A police chief and three officers were ambushed and killed by gunmen in the western Mexican state of Jalisco, officials said.
Raul Hinojosa, who served as public safety director in the city of Magdalena, his bodyguard, a major and another officer were killed in the ambush.
Four other officers were wounded, municipal and state police spokesmen said.
Investigators suspect that the officers were ambushed by gunmen on the federal highway that leads to Nayarit state, triggering a shootout.
Magdalena deputy public safety director Victor Manuel Hernandez Sotelo was gunned down as he left his doctor's office in Guadalajara, the capital of Jalisco in May.

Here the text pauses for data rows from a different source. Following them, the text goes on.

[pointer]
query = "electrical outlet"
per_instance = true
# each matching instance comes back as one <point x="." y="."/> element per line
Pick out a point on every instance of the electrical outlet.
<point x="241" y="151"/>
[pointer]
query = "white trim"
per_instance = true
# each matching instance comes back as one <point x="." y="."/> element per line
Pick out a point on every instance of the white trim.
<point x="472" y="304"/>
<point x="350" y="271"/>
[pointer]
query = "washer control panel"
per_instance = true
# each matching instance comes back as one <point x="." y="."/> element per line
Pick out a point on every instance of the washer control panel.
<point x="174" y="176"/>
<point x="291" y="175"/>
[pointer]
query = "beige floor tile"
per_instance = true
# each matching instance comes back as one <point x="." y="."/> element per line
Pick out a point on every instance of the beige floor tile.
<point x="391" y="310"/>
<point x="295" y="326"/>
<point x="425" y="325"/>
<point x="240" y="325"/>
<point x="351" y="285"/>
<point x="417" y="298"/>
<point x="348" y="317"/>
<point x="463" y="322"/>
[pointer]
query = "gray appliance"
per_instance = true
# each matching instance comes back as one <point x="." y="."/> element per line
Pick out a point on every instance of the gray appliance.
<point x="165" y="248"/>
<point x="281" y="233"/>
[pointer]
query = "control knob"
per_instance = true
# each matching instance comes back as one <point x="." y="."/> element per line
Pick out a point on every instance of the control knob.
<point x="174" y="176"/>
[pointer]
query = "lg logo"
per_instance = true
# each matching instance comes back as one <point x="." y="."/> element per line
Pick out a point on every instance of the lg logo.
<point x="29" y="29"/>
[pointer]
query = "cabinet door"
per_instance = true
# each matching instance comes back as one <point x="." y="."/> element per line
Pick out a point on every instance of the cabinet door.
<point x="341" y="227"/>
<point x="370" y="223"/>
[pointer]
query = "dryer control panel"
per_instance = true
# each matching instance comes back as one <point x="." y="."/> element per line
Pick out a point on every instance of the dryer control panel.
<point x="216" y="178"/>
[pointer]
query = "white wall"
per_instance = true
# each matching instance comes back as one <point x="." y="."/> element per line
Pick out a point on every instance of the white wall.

The violence has spiked this month in Mexico, with the Mexico City daily Reforma reporting recently that 231 people were murdered across the country from Aug. 4 to Aug. 10, raising the death toll for the year to 6,309.
More than 50,000 people, according to official figures, have died in drug-related violence in Mexico since late 2006, when President Felipe Calderon took office and declared war on the country's powerful drug cartels.
Calderon has deployed tens of thousands of soldiers and Federal Police officers across the country to combat drug cartels and other criminal organizations.
The use of the armed forces to fight drug traffickers, however, has failed to stem the violence.
Mexico registered 27,199 murders in 2011, or 24 per 100,000 people, the highest number since Calderon took office, the National Institute of Statistics and Geography, or INEGI, said Monday.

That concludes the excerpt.